Although the fight against al-Qaeda and the Taliban in Pakistan and Afghanistan "remains our highest priority," Clinton told reporters aboard the flight to Islamabad, the United States will move beyond a "lopsided" U.S.-Pakistan relationship weighted toward the "security and the counterterrorism agenda."

Clinton touted a $7.5 billion, five-year economic aid package authorized by Congress this month and said she would announce a major investment in Pakistan's domestic energy output while here.

Clinton praised the Pakistani offensive in South Waziristan and said it was "important for Americans to recognize the high price the Pakistanis are paying" in their fight against extremism, with thousands of military and civilian deaths.

President Obama's ongoing strategy deliberations on the war in Afghanistan are focused on maintaining democratic stability in Pakistan and promoting a robust Pakistani military response against insurgents fighting in both countries from sanctuaries on the Pakistani side of the border.

While opinion polls indicate that only a minority of Pakistanis support the insurgency here, even fewer approve of the United States and its war policy, which includes regular drone-launched missile attacks on insurgents in Pakistan's Federally Administered Tribal Areas.

U.S. actions and intentions have become a political football here, placing Pakistan's elected government on the defensive against political opposition and military charges that President Asif Ali Zardari is conspiring with the Americans to undermine Pakistani sovereignty. In recent weeks, the Pakistani media have highlighted congressional conditions placed on U.S. economic and military assistance, which many here see as intrusive.

Although Clinton will meet with Zardari and other government leaders, the heart of her trip is public relations. She has scheduled talks with political, civil society and tribal leaders and students; town hall meetings; and numerous media appearances in Islamabad and Lahore.

In two Pakistani television interviews recorded Monday but embargoed until her arrival, Clinton repeatedly noted that she has Pakistani friends, that she likes to wear a salwar kameez -- the long, loose shirt and trousers that are the Pakistani national dress -- and that her entire family loves Pakistani food.
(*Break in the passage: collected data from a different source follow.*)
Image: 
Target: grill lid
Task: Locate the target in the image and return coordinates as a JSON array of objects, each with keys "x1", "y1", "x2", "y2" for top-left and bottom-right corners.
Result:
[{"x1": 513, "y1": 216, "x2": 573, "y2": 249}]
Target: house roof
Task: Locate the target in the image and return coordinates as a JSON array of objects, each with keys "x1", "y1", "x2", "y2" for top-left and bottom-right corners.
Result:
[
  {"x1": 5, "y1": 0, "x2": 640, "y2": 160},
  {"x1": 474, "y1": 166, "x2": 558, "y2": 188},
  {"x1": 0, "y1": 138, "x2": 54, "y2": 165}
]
She bemoaned the level of "mutual mistrust" and said that she and Obama "deeply regret that there is misunderstanding and that there may not be the kind of relationship we would like to see." Recalling her visits here as first lady, when she and her daughter, Chelsea, toured religious sites and met with women's groups, Clinton said that "people remember when we try to do that." The "official-to-official, government-to-government" mode, she said, "is not sufficient."
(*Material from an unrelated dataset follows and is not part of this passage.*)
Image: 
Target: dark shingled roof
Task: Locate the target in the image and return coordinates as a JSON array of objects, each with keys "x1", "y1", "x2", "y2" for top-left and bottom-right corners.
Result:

The administration must balance its desire to calm U.S.-Pakistan relations with congressional suspicion that U.S. military and economic aid will be wasted or diverted, either toward arming Pakistan for a potential fight against India or toward the insurgents themselves.

The new aid package requires specific areas of certification, including whether Pakistan is adequately fighting insurgents, maintaining democratic standards, protecting its nuclear arsenal and hewing to international nonproliferation standards.

Clinton said she was confident that the arsenal is safe under Pakistani military protection. But one of the conditions requires the U.S. administration to report on its efforts to gain access to A.Q. Khan, the former head of Pakistan's nuclear weapons program, who Western intelligence has concluded sold weapons plans and components to states such as Iran and North Korea.

Pakistan has consistently refused to allow U.S. officials to interview Khan, and the government here recently lifted house arrest restrictions against him.